One of the more common things people need to do is transfer files from their mobile device or tablet to their desktop. Sometimes it’s a photo, sometimes it’s a song, and many other times it’s some sort of document, presentation, or other file that needs transferred. There are actually quite a few ways to transfer files from Android to PC (and back again) and we’ll take a look at them here.
AirDroid is one of the more popular apps to transfer files from Android to PC. It can do other stuff too. The features include sending and receiving SMS/MMS from your PC, see your device notifications, and much more. It can even find a lost phone, control the camera, and use apps. You’ll also be able to transfer files to your computer from your phone. You get the basic stuff for free. You’ll have to subscribe to the service to get everything. It’s not perfect, but it works well.
Cloud Storage is an excellent method to transfer files from Android to PC and back again. There are a variety of services to choose from, including Dropbox, Google Drive, OneDrive, Box.com, and others. Transferring files is easy enough. You upload the file to cloud storage on one device. You then download it on another device. Most cloud storage apps have their own dedicated apps. That makes the process easier. We have our best cloud storage apps list linked up toward the top of this article.
Feem is a simple app that does one thing very right. It transfers things from devices connected to the same WiFi network. That includes mobile phones, tablets, computers, laptops, or whatever else. Each device simply downloads Feem and runs it. From there, you can transfer whatever you want to and from those devices. The WiFi doesn’t need to be connected to the actual internet. A local network is all you really need. It’s simple, effective, cheap, and the Material Design looks nice. ShareIt is another app in this same style that does well.
Pushbullet is one of the best apps to transfer files from PC to Android and back. It can do a bunch of other stuff as well. That includes sending and receiving SMS/MMS messages, sharing your clipboard between devices, check notifications, and of course, file transfers. It isn’t as complex as some other services. However, this one just works. The free version gives you enough to send the occasional text or transfer small files. The pro version nets you all of the features. It goes for $4.99 per month.
Resilio Sync (formerly BitTorrent Sync) is kind of a wildcard. It works a lot like cloud storage. However, the cloud storage server is your own desktop or laptop. You can sync as much data as you’d like, transfer files back and forth at will, and a lot more. It should support Mac, Linux, and Windows as well. It’s definitely among the more secure options. Your stuff is never on a cloud server. It’s just your phone and your device talking to each other. The app is entirely free with no ads and no in-app purchases. This is the one we’d recommend first. It takes a bit to set it up, though.
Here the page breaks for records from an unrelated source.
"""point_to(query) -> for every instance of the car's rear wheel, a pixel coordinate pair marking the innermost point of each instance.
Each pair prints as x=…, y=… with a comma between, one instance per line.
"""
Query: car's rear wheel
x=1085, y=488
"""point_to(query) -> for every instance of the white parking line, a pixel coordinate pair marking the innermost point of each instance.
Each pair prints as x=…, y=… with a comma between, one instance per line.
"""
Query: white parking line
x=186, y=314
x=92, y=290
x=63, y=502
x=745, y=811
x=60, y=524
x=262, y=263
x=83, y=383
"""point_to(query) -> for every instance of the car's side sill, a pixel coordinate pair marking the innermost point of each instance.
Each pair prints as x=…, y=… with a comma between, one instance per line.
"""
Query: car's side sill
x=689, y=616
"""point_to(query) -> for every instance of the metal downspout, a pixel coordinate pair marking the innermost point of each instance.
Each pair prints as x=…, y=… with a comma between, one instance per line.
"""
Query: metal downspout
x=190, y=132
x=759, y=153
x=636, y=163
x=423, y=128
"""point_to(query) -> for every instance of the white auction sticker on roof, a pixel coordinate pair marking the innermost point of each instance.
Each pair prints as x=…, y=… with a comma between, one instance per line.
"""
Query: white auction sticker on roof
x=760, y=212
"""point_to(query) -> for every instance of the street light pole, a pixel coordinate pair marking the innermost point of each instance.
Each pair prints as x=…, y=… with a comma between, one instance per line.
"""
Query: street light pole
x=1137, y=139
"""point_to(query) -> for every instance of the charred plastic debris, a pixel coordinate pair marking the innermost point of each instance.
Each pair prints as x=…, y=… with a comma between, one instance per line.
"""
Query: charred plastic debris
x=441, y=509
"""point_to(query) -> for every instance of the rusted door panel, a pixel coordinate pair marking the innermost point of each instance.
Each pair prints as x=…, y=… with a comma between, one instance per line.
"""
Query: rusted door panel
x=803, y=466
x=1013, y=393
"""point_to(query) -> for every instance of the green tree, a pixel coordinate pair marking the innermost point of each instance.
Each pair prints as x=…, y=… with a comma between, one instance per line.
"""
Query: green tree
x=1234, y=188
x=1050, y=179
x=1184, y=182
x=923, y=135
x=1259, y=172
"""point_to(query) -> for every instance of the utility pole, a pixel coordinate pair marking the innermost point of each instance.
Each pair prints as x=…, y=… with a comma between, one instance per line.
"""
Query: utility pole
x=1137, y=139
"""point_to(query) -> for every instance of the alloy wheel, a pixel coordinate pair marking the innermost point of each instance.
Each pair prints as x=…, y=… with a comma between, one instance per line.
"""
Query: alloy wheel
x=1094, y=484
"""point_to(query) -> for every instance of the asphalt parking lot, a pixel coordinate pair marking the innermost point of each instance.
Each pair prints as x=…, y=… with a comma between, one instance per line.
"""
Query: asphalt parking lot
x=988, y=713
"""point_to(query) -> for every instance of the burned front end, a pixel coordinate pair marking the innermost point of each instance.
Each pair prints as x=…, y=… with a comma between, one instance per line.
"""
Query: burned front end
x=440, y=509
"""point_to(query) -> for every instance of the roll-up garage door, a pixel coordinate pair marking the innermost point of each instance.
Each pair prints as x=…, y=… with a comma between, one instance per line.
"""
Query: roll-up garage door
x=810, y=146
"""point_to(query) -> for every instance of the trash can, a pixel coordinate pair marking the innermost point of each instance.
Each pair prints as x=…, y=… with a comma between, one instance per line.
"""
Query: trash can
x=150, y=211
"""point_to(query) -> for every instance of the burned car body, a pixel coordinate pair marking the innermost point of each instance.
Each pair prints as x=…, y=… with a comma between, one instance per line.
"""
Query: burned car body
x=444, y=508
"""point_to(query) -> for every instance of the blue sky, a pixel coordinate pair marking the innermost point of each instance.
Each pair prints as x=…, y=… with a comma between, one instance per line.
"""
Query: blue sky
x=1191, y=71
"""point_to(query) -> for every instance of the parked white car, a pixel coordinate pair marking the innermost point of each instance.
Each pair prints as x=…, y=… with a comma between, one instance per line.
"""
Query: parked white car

Non-app ways to transfer files
If apps aren’t your deal, there are still some other ways to transfer files from your PC to Android and vice versa.
- Use Bluetooth – If your laptop has a Bluetooth module or if you have a Bluetooth dongle for your desktop or laptop, you can pair your device with your computer using Bluetooth and send files that way. The transfer rates are very slow. You’ll want to only use this solution for small files. You probably don’t want to use this for stuff like large videos or lots of files at once.
- USB On-The-Go – USB OTG cables allow you to connect your device to USB devices such as mice, keyboards, and external hard drives. That also includes flash drives. You can use the cable to transfer documents to your flash drive or external hard drive or off of those things on to your Android device. They’re also relatively cheap on sites like Amazon and eBay.
- Share to email – This only works with small files like photos or documents, but you can send most types of files over email. Most emails have a limit of around 25MB for attachments. It’ll work for the occasional photo.
- Share to chat – This works for a number of file types, especially if you use something like Discord, Slack, or Skype. You send yourself the file in a chat on one device and retrieve it on another. This should work for smaller files like photos. Skype and Slack have support for things like PDF files, archived (zipped) files, and other document types as well. It’s quick and it works fine for smaller stuff.
- Use your data/charging cable – This one is fairly obvious. Just plug your phone into your computer using the USB cable that comes with your charger. It should work for most stuff.
- Your micro SD card – Devices with micro SD card support can transfer files much like flash drives. You use a file manager app to move the files to the SD card, pop it out of your phone (after turning it off, of course), and then use an adapter to put it into your card reader on your laptop or a different adapter to connect it to your computer’s USB drive. You can find adapters for both variants easily on Amazon.